Module map 

A module for storing key-value pairs in flash with minimal erase cycles.

When a key-value is stored, it overwrites the any old items with the same key.

Basic API:

// Initialize the flash. This can be internal or external
let mut flash = init_flash();
// These are the flash addresses in which the crate will operate.
// The crate will not read, write or erase outside of this range.
let flash_range = 0x1000..0x3000;
// We need to give the crate a buffer to work with.
// It must be big enough to serialize the biggest value of your storage type in,
// rounded up to to word alignment of the flash. Some kinds of internal flash may require
// this buffer to be aligned in RAM as well.
let mut data_buffer = [0; 128];

// We can fetch an item from the flash. We're using `u8` as our key type and `u32` as our value type.
// Nothing is stored in it yet, so it will return None.

assert_eq!(
    fetch_item::<u8, u32, _>(
        &mut flash,
        flash_range.clone(),
        &mut NoCache::new(),
        &mut data_buffer,
        &42,
    ).await.unwrap(),
    None
);

// Now we store an item the flash with key 42.
// Again we make sure we pass the correct key and value types, u8 and u32.
// It is important to do this consistently.

store_item(
    &mut flash,
    flash_range.clone(),
    &mut NoCache::new(),
    &mut data_buffer,
    &42u8,
    &104729u32,
).await.unwrap();

// When we ask for key 42, we now get back a Some with the correct value

assert_eq!(
    fetch_item::<u8, u32, _>(
        &mut flash,
        flash_range.clone(),
        &mut NoCache::new(),
        &mut data_buffer,
        &42,
    ).await.unwrap(),
    Some(104729)
);

Key and value traits

In the previous example we saw we used one key and one value type. It is crucial we use the same key type every time on the same range of flash. This is because the internal items are serialized as [key|value]. A different key type will have a different length and will make all data nonsense.
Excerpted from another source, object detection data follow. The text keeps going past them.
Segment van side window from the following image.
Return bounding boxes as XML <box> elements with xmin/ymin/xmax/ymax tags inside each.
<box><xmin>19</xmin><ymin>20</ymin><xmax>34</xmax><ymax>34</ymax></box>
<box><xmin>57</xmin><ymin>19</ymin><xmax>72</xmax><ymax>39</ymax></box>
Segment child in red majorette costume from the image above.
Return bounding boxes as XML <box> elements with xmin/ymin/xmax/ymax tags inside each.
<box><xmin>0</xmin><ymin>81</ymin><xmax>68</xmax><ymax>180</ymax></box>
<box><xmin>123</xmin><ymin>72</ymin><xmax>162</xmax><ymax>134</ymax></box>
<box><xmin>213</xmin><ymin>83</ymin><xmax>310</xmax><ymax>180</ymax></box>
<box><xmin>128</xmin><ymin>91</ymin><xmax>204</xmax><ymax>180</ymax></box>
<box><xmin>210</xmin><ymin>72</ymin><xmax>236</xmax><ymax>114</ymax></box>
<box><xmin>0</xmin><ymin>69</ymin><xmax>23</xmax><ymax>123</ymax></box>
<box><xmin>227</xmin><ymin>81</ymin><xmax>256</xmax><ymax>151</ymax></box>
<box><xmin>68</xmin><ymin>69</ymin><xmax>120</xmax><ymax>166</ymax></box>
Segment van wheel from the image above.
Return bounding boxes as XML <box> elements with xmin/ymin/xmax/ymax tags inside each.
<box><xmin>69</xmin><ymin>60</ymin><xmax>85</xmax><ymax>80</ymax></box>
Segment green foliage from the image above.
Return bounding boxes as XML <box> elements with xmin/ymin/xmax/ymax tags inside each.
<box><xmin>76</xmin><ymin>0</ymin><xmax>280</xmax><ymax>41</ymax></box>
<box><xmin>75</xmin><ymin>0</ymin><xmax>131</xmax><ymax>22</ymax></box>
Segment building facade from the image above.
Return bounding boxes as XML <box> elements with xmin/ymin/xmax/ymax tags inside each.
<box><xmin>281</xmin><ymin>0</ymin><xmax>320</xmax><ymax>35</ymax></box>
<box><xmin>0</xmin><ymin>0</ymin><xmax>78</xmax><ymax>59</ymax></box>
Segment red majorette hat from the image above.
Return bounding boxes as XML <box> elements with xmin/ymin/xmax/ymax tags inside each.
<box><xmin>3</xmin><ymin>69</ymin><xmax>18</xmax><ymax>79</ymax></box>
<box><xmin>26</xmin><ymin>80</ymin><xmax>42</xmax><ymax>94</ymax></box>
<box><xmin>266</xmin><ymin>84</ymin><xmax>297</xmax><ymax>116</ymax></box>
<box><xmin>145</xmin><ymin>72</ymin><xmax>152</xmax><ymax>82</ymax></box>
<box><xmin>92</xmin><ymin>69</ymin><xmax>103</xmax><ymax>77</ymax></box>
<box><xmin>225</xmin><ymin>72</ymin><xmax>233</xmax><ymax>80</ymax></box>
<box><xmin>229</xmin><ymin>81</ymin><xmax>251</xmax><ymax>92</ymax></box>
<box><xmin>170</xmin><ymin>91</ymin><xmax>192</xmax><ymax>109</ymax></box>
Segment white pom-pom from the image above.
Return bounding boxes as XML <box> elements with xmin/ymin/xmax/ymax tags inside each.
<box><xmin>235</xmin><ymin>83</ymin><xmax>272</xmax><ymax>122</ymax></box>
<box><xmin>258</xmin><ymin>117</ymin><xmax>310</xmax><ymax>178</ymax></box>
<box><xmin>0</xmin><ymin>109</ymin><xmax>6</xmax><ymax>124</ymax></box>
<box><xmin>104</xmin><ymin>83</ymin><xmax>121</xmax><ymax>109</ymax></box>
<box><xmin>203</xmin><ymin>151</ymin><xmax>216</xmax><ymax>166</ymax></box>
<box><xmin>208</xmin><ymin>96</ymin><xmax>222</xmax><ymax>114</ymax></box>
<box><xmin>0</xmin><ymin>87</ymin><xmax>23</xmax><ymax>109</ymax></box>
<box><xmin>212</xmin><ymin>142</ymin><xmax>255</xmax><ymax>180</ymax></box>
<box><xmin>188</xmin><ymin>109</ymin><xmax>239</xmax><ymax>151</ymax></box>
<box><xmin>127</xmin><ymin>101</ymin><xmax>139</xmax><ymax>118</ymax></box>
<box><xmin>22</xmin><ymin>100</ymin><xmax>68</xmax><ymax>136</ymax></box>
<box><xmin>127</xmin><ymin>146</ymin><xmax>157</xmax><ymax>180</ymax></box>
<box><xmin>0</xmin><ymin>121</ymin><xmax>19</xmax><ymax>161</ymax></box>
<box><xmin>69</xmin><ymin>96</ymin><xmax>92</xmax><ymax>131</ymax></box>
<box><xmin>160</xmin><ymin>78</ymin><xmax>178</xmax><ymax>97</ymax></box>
However, if we have special knowledge about what we store for each key, we are allowed to use different value types.

For example, we can do the following:

1. Store a u32 with key 0
2. Store a custom type ‘Foo’ with key 1
3. Fetch a u32 with key 0
4. Fetch a custom type ‘Foo’ with key 1

It is up to the user to make sure this is done correctly. If done incorrectly, the deserialize function of requested value type will see data it doesn’t expect. In the best case it’ll return an error, in a bad case it’ll give bad invalid data and in the worst case the deserialization code panics. It is worth mentioning that fetch_all_items also requires that all items have the same type. So be careful.

For your convenience there are premade implementations for the Key and Value traits.

Structs

MapItemIter

Iterator which iterates all non-erased & non-corrupted items in the map.

Enums

SerializationError

Error for map value (de)serialization.

Traits

Key

Anything implementing this trait can be used as a key in the map functions.

Value

The trait that defines how map values are serialized and deserialized.

Functions

fetch_all_items

Get an iterator that iterates over all non-erased & non-corrupted items in the map.

fetch_item

Get the last stored value from the flash that is associated with the given key. If no value with the key is found, None is returned.

remove_all_items

Fully remove all stored items. Additional calls to fetch with any key will return None until new items are stored again.

remove_item

Fully remove an item. Additional calls to fetch with the same key will return None until a new one is stored again.

store_item

Store a key-value pair into flash memory. It will overwrite the last value that has the same key. The flash needs to be at least 2 pages long.